Bitcoin Dips to 3-Day Lows as Analysts Eye $83K Liquidity Trap

Despite the dip, Bitcoin remained confined to a relatively tight short-term range between $83,000 and $86,000, according to multiple analysts.

Bitcoin faced renewed price pressure heading into the weekend, briefly dipping below $84,000 before recovering slightly. The price action added a fresh layer of caution for traders navigating the current consolidation phase.

Price Fluctuations Stir Weekend Uncertainty

Data showed Bitcoin falling 1.5% to $83,974 on April 20, marking a three-day low for the digital asset. While weekend trading typically sees lower volatility, this move was enough to reignite discussions around the integrity of near-term support.

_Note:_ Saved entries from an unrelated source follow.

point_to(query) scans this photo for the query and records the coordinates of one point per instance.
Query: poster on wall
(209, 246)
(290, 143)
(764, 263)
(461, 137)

“Bitcoin 90k liquidity still calling. BUT, I think the 83k level isn’t safe, those lows from last Sunday and Wednesday are likely to get run first,” said market analyst Mark Cullen, sharing his view on X.

He suggested that price could drop further to sweep out recent lows before regaining momentum, adding: “THEN we wait for the reaction and bullish structure to build back inside the range low.”

Tight Range Dominates Easter Weekend Trade

Despite the dip, Bitcoin remained confined to a relatively tight short-term range between $83,000 and $86,000, according to multiple analysts.

Daan Crypto Trades noted the quiet conditions, stating, “Pretty slow market during this long weekend as expected. I think next week will get interesting as the charts are quite compressed. Any decent good/bad headline could spark a pretty large move I think. Even if it’s just from positions getting squeezed.”

He warned traders not to go against sudden sharp moves, especially if triggered by liquidations or sentiment swings. “Generally those moves are not ones you want to be fading when it occurs. $83K-$86K is the range to watch in the short term.”

An accompanying chart showed Bitcoin price movements compared to CME futures, hinting at a potential price “gap” that could act as a short-term price target.

Inverse Head and Shoulders Pattern in Sight?

Another trader, Roman, shared a more optimistic interpretation. He highlighted the possibility of Bitcoin forming an inverse head and shoulders pattern—typically a bullish reversal indicator.

“If volume is decreasing on the way to 76k, I’ll take longs,” Roman said, suggesting he sees a potential buying opportunity if BTC continues falling with weakening volume.

Breakout From Downtrend Maintains Momentum

Meanwhile, Rekt Capital offered a bullish perspective on the bigger picture. After several months of trending lower, Bitcoin appears to have broken out of its long-term downtrend—and held above it.

“Bitcoin hasn’t just broken the Downtrend and successfully retested it as support for the first time since Downtrend formation,” the analyst wrote. “But Bitcoin has also been able to sustainably maintain above the Downtrend for a period of several consecutive days now.”

The confirmation of this breakout has been a key focus for technical analysts, although not all are convinced the trend has definitively shifted.